Pulsar’s design intent, traceable to its origin at Yahoo, was a single logical service spanning datacenters. Kafka’s design intent was a single tightly-coupled cluster, with replication added later as an external job. That history shows up in 2026 operations: Pulsar runs the replicator inside the broker JVM as a managed consumer-producer pair, while MirrorMaker 2 is a separate Kafka Connect cluster you size, monitor, patch, and pay for. The architectural difference is not academic; it changes the operational headcount per region.

Pulsar 4.0 brought two relevant upgrades. First, partial support for Oxia as a metadata store, removing the ZooKeeper bottleneck for namespace and topic metadata. Second, hardened replicated subscriptions with global cursor markers that survive broker restarts in either cluster. Both are documented in the Apache Pulsar 4.0 geo-replication guide.

The 2026 baseline for any serious multi-region messaging conversation includes a fourth force most teams underweight: blast radius. A single-cluster outage in 2024 took down a major payments processor for nine hours; their post-mortem cited the lack of independent regional clusters as the proximate cause. Geo-replication is not just about latency and compliance, it is about ensuring a region failure remains a region failure rather than a global one. Pulsar’s stateless brokers and per-cluster BookKeeper isolation make that blast-radius story easier to defend in an architectural review than Kafka’s intertwined broker-storage design, where a runaway compaction or a leader election storm can spread across the cluster.

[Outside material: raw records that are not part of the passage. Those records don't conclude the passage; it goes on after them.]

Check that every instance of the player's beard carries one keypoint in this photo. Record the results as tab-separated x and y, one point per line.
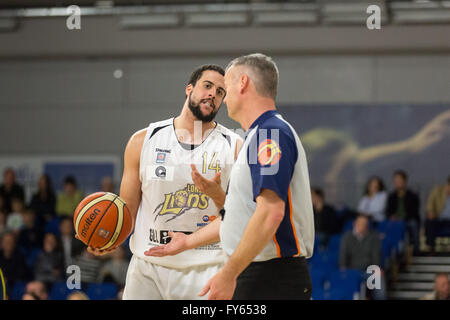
197	112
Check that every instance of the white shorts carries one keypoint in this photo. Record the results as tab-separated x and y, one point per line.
148	281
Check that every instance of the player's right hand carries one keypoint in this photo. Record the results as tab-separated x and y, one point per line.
97	252
177	244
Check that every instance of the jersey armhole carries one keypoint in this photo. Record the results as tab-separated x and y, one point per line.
150	129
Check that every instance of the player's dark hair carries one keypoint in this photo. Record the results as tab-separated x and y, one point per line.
197	73
401	173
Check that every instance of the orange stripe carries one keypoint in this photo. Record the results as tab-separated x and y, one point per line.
278	246
292	222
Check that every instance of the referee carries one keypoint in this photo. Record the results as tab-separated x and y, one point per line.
267	227
267	230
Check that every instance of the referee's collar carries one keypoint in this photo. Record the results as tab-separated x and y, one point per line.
266	115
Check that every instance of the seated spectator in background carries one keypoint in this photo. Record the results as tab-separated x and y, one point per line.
115	270
403	204
120	293
71	247
2	222
37	290
29	296
12	261
107	184
31	235
326	222
44	200
15	218
373	203
2	205
438	213
10	189
49	264
90	266
68	200
77	295
361	248
441	288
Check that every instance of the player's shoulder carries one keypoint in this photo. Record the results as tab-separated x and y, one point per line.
162	123
137	139
158	127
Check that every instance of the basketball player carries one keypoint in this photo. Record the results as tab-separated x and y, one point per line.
267	230
161	164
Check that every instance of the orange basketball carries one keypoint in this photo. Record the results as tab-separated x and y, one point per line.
102	220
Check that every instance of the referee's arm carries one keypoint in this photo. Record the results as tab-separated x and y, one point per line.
259	231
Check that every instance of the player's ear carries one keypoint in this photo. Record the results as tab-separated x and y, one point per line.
189	88
244	81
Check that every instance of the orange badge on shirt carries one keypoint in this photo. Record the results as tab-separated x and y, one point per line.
268	153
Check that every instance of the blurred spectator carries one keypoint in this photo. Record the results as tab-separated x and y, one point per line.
403	204
77	295
69	199
107	184
29	296
37	290
441	288
15	219
10	189
361	248
44	200
2	205
373	203
120	293
89	266
2	222
115	270
12	262
49	265
438	213
31	235
71	247
326	222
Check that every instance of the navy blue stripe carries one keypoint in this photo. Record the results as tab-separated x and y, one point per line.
285	235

Pulsar architecture refresher: the three-layer separation

Apache Pulsar separates compute from storage from metadata. Brokers are stateless Java processes that own no data; BookKeeper bookies store the actual message log entries; a metadata store (ZooKeeper, or Oxia / etcd in newer deployments) holds namespace policies, topic ownership, and replicator state. This three-layer split is what makes geo-replication tractable.

When a producer sends a message to persistent://retail/orders/ns-east/checkout-events, the owning broker writes the entry to a BookKeeper ledger striped across Qw bookies and acknowledges after Qa bookies confirm. The broker itself can be killed and restarted on another node in seconds without data loss, because the ledger lives in BookKeeper. That separation is the precondition for sane cross-region replication: the replicator thread is just another consumer-producer pair living inside the broker JVM.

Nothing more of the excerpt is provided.